Los estoicos nos sugieren entrenar el ánimo para hacer
frente a cualquier envite de la vida. Les parecía posible afrontar con entereza
cualquier circunstancia, por dolorosa que fuera.
Su proyecto nos da fuerzas o
al menos esperanzas, pero adivinamos en él un exceso heroico que no nos
convence: «Es feliz el que está contento con las circunstancias presentes, sean
las que quieran», afirma, por ejemplo, Séneca.

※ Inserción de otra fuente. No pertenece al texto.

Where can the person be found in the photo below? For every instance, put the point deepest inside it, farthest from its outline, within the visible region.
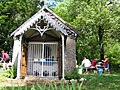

Parece demasiado pedir para un
ser tan endeble y tan vulnerable como el humano.
«El dolor manda», replica Comte-Sponville,
más inclinado a pensar que nuestro aguante tiene límites y que es más sabio
atenerse a ellos que soñar con omnipotencias heroicas. «Lo más oportuno es
gozar de una dicha modesta y de una desdicha serena: ninguna de las dos son
merecidas». Pero hay veces que la adversidad es demasiado grande, y no podemos
soportarla con serenidad: se trata entonces, probablemente, de sufrirla con
resignación, de oponerle ―si se puede― algún resguardo, y de esperar a que
escampe la tormenta y las cosas, que siempre pueden ir peor, vayan mejor.
«Sigo estando deprimido,
pero ya no me importa», explicaba un maestro zen sobre la iluminación. Quizá
sea esa la máxima entereza a la que podemos aspirar.